Eight populations of Anopheline mosquitoes showing resistance to one or more insecticide were investigated. Anopheles albimanus , with a Y-linked translocation of a resistance gene, showed broad spectrum organochlorine, organophosphate and carbamate resistance in the males, but only dieldrin resistance in the females. Synergist studies suggest that the translocated gene codes for an altered acetylcholinesterase as the basis of resistance. In An. arabiensis from Sudan synergist studies indicate a kdr-like gene producing DDT and permethrin resistance and an additional DDT-dehydrochlorinase mechanism. Malathion and phenthoate resistance in this species are inherited as a single gene, which appears to produce a qualitative change in a carboxylesterase enzyme.

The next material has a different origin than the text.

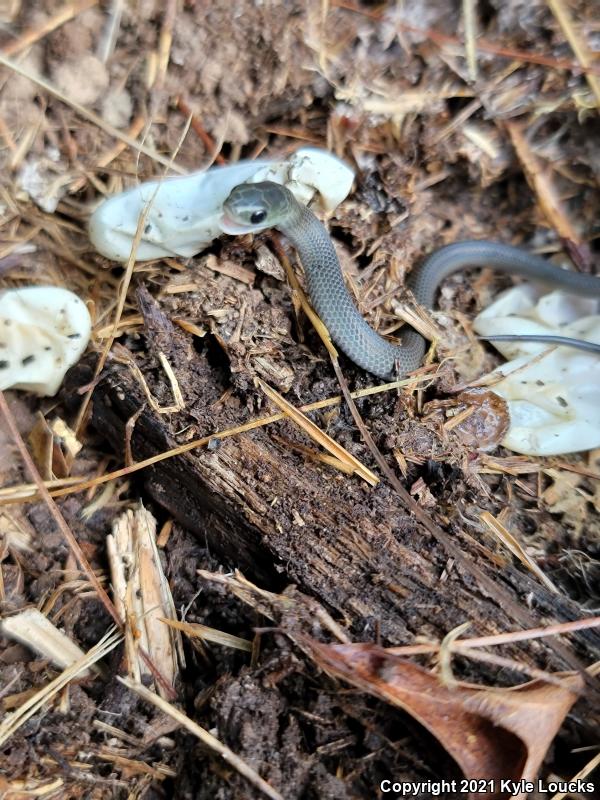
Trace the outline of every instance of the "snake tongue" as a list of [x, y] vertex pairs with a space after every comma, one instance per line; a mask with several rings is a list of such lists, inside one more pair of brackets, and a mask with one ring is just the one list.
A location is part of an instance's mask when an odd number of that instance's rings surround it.
[[256, 225], [241, 225], [239, 222], [234, 222], [227, 214], [221, 216], [219, 227], [223, 233], [229, 233], [232, 236], [239, 236], [241, 233], [253, 233], [256, 231]]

An. atroparvus from England was DDT resistant due to a DDT-dehydrochlorinase mechanism. An. atroparvus from Spain with broad spectrum organophosphate and carbamate resistance, all dependent on a single gene or several closely linked genes, possessed an altered acetylcholinesterase which always segregated with resistance. There was also an oxidase mediated propoxur detoxication mechanism in this population. Three An. stephensi populations from Iraq, Iran and Pakistan were resistant to malathion and phenthoate. A carboxylesterase mediated resistance mechanism is indicated in all three populations from synergist studies. In the Pakistani An. stephensi enzyme assays indicate a qualitative change in a carboxylesterase enzyme rather than a quantitative change. Metabolite production studies supported the supposition of a carboxylesterase mediated resistance mechanism: Fenitrothion resistance was found in An. stephensi from Iraq, it was not connected with the malathion resistance mechanism. An. gambiae from Nigeria showed DDT and permethrin resistance. DDT-dehydrochlorinase and a kdr-like mechanism are indicated as the cause of resistance on the basis of synergist studies.